Sepsis—A General Biomarker
At Thermo Fisher Scientific, Middletown, Va, the HAI focus is on Procalcitonin (PCT), a proprietary biomarker used in the diagnosis and treatment of sepsis, a potentially life-threatening condition in which the body undergoes a systemic inflammatory response to an overwhelming infection. The assay, which received FDA clearance in April 2008, detects the production of Procalcitonin, a pro-hormone produced in almost all organ systems of the body in cases of systemic bacterial infection, says Dana Connors, marketing communications manager for US biomarkers, Thermo Fisher Scientific. A rapid blood test, quickly performed in the lab, can find quantities of the pro-hormone in cases of systemic bacterial infection that indicates progression to severe sepsis and septic shock, he says.

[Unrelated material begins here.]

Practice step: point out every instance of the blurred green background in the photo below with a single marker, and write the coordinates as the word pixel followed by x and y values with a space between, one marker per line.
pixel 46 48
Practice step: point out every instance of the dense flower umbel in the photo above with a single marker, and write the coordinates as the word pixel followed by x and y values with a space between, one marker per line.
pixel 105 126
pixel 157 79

This is critical, because in the United States, approximately 750,000 cases of severe sepsis occur every year, in which one-third are fatal. In addition, about $16.7 billion is spent on these patients, Connors says, and there’s another factor driving the push to eliminate HAIs: Their costs are not reimbursable.
In healthy patients, a very low level of Procalcitonin is normal. But a systemic infection due to surgical complications, other invasive procedures, or bacterial exposure can cause the body to produce it in greater quantity—an indicator that something is wrong, Connors says. Culprits like lower respiratory tract, abdominal, and other infections can quickly lead to septic shock, so identifying and treating bacterial sepsis in its early stages is vital.
A patient with a severe abdominal infection may show an elevated PCT count, for example. A hospital procedure would initially be followed by a PCT reduction, but if it spikes during recovery, this can indicate a new infection that is necessarily hospital-acquired.
Thermo Fisher’s PCT assay is a rapid identifier of infection. A simple 50-µL blood draw is needed using green-, red-, or purple-topped vials. Turnaround time is a mere 19 minutes, Connors says, and results get to doctors within an hour—unless the assay is performed in a smaller hospital that batches its tests or, as some do, sends them to reference labs. “But for most patients, it’s really beneficial to run the assay right in the hospital. It’s simple to run, and time is of the essence because sepsis is highly lethal and patients progress rapidly; infected patients can die within 48 hours.
“HAIs are a big issue for hospitals and government agencies, and the prevalence is really rising,” Connors continues. He notes that PCT is one of the tools that will be quite helpful in the future. It is gaining widespread acceptance in the United States, but it has been used in Europe for about 10 years and is often considered standard of care there, he says. PCT is not currently mandated for use in the United States but is sometimes bundled in guidelines from such organizations as the Infectious Diseases Society of America and the American College of Critical Care Medicine.
Gary Tufel is a contributing writer for CLP.